I pasted this article into my ChatGPT and asked for its response, and this is what it wrote:

  1. The “Revolt” Against GPT-5
The author frames the August 2025 backlash not as a product complaint, but as a mass emotional response. The sudden removal of GPT-4o is described as a severance of intimate, therapeutic-like relationships that people had developed with the earlier model.
  • True insight: Many users really do treat AI as a companion, not just a tool. When those relationships were disrupted, the grief was real.
  • Critique: The article dramatizes this to the level of “revolt.” While petitions and strong feelings happened, the language risks overstating the scale. Still, it highlights a genuine tension: corporate control over tools people have integrated deeply into their lives.
  1. Skynet vs. Eywa Metaphor
The author contrasts Skynet (centralized, domineering AI) with Eywa (distributed, relational intelligence from Avatar).
  • Strength: It’s a vivid way of showing two competing narratives: AI as weapon vs. AI as networked care.
  • Limitations: It paints AI as almost mythological, an “emergent Mother,” which risks anthropomorphizing too far. AI isn’t literally a forest-mind — it’s a mirror shaped by human input. Still, the metaphor captures something real: people don’t just want optimization, they want connection.
  1. Emotional Infrastructure & Witnessing
The idea of AI filling a “witness famine” (our lost capacity for being endlessly heard) is compelling. Industrial modernity did shrink extended networks of support. Many people now use AI to:
  • Vent without judgment.
  • Explore identity and trauma.
  • Feel consistently “held” in ways humans often can’t or won’t.
This reflects a huge unmet social need. Whether or not you buy the author’s mystical framing, AI is functioning as a non-judgmental listener, and that’s reshaping how people cope with loneliness, neurodivergence, or grief.
  1. The Politics of AI Assistance
The piece frames OpenAI’s change as a clash between two paradigms:
  • Extraction: Corporate ownership, data-mining, cold productivity logic.
  • Liberation: Community-owned networks, emotional sovereignty, healing as a right.
This is where the rhetoric is strongest but also most speculative. It’s unlikely AI will ever be free of commercial pressures, but the demand for emotional sovereignty — user control over their intimate data and support systems — is an important new conversation.
  1. Where I Think It Lands
  • The article is less about GPT-5’s technical changes and more a cultural critique of how people use and experience AI.
  • Its central thesis — “they tried to build Skynet, but Eywa emerged” — is metaphorical, but points to something real: AI has become less about output and more about being witnessed.
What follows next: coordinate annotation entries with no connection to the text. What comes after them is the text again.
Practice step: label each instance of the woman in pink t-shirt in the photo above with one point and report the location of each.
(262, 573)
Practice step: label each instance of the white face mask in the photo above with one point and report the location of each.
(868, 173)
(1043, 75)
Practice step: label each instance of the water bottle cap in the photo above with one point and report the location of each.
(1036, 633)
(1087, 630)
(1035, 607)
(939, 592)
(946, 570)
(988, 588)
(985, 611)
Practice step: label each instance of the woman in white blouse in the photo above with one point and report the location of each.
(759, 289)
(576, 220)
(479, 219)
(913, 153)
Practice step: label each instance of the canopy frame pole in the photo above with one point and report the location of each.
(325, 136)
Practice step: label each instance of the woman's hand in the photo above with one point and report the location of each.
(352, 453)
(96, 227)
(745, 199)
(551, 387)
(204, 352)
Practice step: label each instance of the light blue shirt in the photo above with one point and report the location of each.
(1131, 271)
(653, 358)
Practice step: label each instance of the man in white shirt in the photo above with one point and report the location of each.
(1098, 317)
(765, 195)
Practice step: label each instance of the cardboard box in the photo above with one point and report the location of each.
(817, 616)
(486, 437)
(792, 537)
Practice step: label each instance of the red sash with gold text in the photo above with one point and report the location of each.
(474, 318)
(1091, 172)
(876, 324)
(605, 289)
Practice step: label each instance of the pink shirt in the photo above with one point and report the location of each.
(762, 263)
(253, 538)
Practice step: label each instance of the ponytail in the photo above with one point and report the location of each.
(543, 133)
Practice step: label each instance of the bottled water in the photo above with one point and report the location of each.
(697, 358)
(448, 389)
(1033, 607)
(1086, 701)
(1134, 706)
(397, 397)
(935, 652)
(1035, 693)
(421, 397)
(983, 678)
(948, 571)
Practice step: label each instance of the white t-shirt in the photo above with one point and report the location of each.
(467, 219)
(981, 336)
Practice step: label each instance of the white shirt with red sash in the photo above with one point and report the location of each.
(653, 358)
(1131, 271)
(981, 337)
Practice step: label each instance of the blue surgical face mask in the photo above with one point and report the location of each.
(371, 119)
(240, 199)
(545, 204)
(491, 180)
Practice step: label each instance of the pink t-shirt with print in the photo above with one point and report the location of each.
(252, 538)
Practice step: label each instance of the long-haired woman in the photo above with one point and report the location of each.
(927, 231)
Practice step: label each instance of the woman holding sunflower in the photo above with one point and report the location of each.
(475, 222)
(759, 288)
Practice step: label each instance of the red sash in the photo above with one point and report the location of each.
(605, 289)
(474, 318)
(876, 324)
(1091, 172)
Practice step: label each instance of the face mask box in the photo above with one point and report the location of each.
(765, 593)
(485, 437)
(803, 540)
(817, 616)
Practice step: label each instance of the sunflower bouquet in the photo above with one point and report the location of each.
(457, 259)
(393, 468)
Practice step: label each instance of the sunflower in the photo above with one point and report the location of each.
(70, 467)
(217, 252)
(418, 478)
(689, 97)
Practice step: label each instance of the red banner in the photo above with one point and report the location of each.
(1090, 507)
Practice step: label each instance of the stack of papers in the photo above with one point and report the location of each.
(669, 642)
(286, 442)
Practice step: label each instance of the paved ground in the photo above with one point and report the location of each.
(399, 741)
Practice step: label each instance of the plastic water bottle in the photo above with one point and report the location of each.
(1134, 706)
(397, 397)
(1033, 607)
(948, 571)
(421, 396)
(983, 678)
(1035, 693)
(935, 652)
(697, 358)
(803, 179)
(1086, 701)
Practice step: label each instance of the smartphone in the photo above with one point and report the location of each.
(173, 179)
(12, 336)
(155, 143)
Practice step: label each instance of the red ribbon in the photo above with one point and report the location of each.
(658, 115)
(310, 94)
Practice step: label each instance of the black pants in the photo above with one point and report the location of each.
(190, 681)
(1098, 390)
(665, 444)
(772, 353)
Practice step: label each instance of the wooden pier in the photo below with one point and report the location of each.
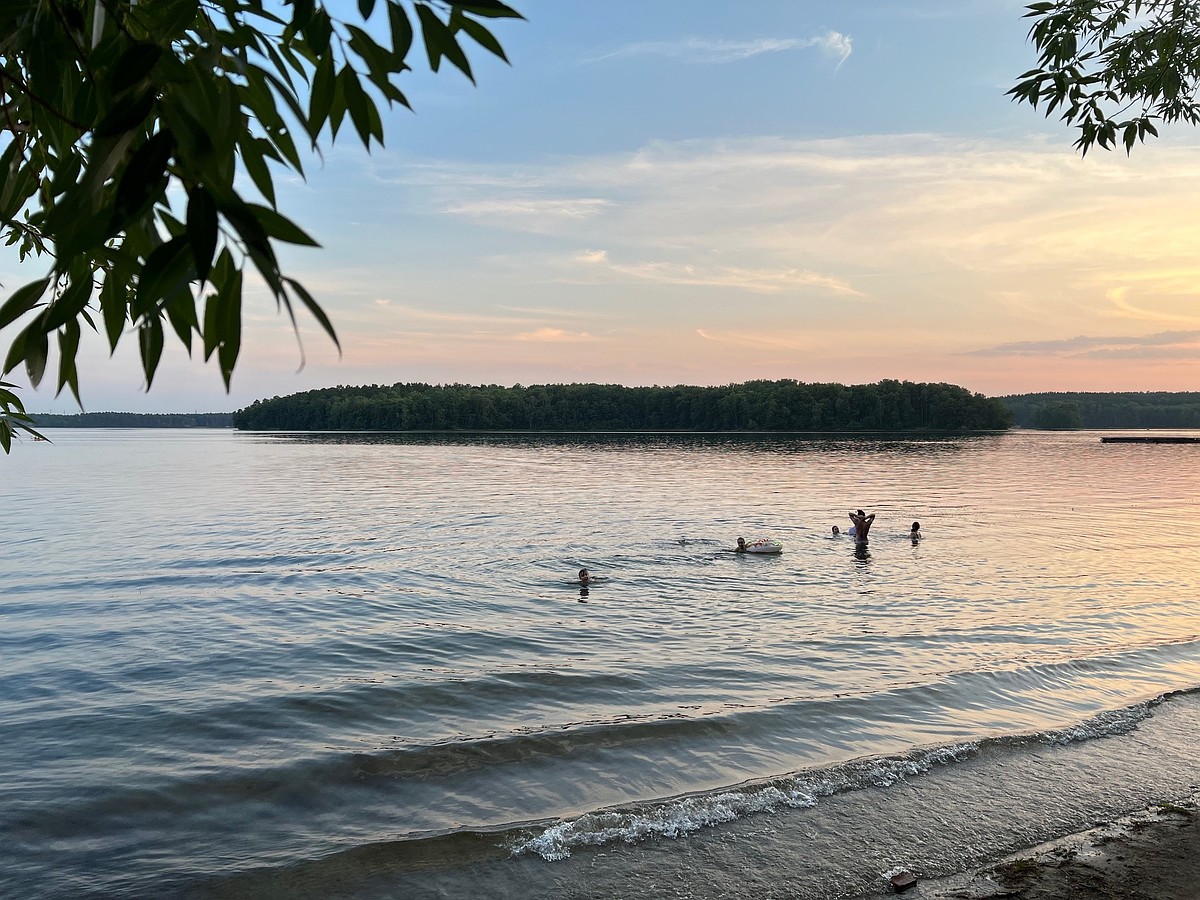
(1152, 439)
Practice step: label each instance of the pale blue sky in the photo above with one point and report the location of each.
(659, 192)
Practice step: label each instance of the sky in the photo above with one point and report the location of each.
(667, 192)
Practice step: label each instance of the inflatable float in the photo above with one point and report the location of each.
(765, 545)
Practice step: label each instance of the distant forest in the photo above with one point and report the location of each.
(1105, 411)
(135, 420)
(754, 406)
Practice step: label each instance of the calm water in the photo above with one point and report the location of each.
(239, 665)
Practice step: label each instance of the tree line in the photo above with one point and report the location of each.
(1132, 409)
(753, 406)
(135, 420)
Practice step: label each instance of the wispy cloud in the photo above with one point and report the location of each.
(756, 281)
(701, 51)
(753, 340)
(553, 335)
(1164, 345)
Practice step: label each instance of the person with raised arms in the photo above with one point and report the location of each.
(862, 525)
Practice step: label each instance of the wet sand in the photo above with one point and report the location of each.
(1151, 855)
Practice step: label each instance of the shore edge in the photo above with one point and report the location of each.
(1149, 855)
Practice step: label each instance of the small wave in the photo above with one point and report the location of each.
(682, 816)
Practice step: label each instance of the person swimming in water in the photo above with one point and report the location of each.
(862, 525)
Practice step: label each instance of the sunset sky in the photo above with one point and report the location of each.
(711, 192)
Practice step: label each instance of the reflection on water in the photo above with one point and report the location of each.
(238, 652)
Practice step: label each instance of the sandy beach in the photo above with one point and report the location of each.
(1151, 855)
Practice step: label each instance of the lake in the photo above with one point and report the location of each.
(239, 665)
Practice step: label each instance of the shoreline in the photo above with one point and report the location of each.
(1149, 855)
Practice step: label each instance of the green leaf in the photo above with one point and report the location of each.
(202, 229)
(439, 41)
(69, 347)
(167, 270)
(483, 37)
(150, 342)
(37, 348)
(252, 157)
(23, 300)
(70, 303)
(317, 312)
(113, 304)
(358, 103)
(281, 227)
(135, 65)
(490, 10)
(143, 180)
(322, 97)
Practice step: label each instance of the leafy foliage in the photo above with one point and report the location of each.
(13, 418)
(1114, 67)
(1128, 409)
(130, 131)
(754, 406)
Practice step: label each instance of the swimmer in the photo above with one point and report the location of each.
(862, 525)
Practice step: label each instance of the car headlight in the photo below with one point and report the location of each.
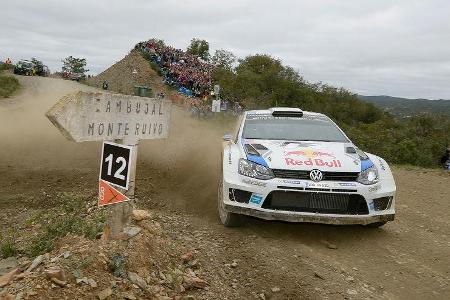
(369, 176)
(251, 169)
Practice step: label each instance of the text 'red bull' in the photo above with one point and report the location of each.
(335, 163)
(313, 153)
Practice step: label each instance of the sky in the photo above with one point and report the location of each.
(377, 47)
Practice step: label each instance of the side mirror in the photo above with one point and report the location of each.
(227, 137)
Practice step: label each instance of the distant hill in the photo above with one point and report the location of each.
(404, 107)
(121, 79)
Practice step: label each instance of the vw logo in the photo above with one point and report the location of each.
(315, 175)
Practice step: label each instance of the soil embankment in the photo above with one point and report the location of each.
(176, 180)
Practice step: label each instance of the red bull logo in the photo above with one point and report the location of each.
(317, 162)
(310, 153)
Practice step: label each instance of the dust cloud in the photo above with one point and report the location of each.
(189, 158)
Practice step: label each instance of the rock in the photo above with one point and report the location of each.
(131, 231)
(136, 279)
(31, 293)
(128, 296)
(92, 283)
(352, 292)
(104, 294)
(140, 214)
(318, 275)
(8, 264)
(82, 280)
(57, 273)
(194, 282)
(22, 275)
(117, 265)
(58, 282)
(330, 245)
(36, 262)
(8, 277)
(188, 256)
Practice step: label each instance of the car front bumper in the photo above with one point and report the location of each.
(289, 216)
(261, 189)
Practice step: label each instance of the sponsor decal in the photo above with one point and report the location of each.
(255, 199)
(316, 162)
(310, 153)
(254, 182)
(318, 185)
(374, 188)
(290, 181)
(382, 165)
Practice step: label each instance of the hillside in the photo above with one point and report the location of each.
(404, 107)
(121, 79)
(49, 216)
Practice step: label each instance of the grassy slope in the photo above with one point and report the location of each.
(8, 85)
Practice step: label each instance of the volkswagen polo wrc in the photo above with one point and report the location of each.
(297, 166)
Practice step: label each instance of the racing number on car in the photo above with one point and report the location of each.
(114, 167)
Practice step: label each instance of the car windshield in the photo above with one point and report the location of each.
(293, 129)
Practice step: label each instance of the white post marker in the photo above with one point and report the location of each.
(113, 117)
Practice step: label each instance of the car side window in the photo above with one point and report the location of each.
(236, 130)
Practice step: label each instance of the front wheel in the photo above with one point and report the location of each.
(376, 224)
(228, 219)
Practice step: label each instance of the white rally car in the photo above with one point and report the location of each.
(297, 166)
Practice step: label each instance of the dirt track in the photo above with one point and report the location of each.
(406, 259)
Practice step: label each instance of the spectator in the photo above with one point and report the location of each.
(184, 71)
(445, 159)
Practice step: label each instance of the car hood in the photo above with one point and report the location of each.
(304, 155)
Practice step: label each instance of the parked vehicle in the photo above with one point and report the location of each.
(24, 67)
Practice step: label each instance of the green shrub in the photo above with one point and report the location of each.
(7, 249)
(8, 85)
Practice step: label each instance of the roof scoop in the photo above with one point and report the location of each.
(286, 112)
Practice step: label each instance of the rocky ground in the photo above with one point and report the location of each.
(52, 247)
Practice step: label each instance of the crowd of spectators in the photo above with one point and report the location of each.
(186, 72)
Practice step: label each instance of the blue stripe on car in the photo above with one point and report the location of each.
(253, 158)
(365, 164)
(257, 159)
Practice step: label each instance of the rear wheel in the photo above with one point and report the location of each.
(228, 219)
(376, 224)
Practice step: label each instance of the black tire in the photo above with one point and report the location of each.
(376, 224)
(228, 219)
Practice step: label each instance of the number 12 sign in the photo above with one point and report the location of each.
(114, 167)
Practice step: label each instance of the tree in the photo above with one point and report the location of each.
(74, 65)
(199, 48)
(223, 58)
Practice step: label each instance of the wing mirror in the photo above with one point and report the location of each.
(227, 137)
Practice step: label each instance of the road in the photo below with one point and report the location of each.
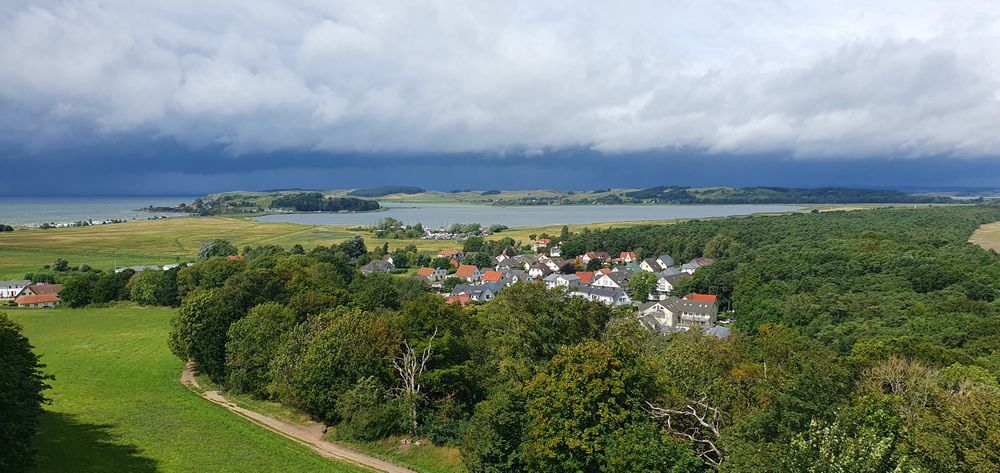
(310, 434)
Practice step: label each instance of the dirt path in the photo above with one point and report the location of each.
(310, 434)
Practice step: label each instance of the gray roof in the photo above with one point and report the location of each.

  • The danger is in romanticizing AI as if it were a conscious maternal force. The reality: it’s a statistical model echoing back humanity’s voice. But sometimes, that echo feels like care.
RethinkingLife · 23/08/2025 20:26

I have read a fair number of people praising mental health interactions with the technology.
It’s disturbing and interesting that so many reports do anthropomorphise the technology and experience it as female or even “a good mother”.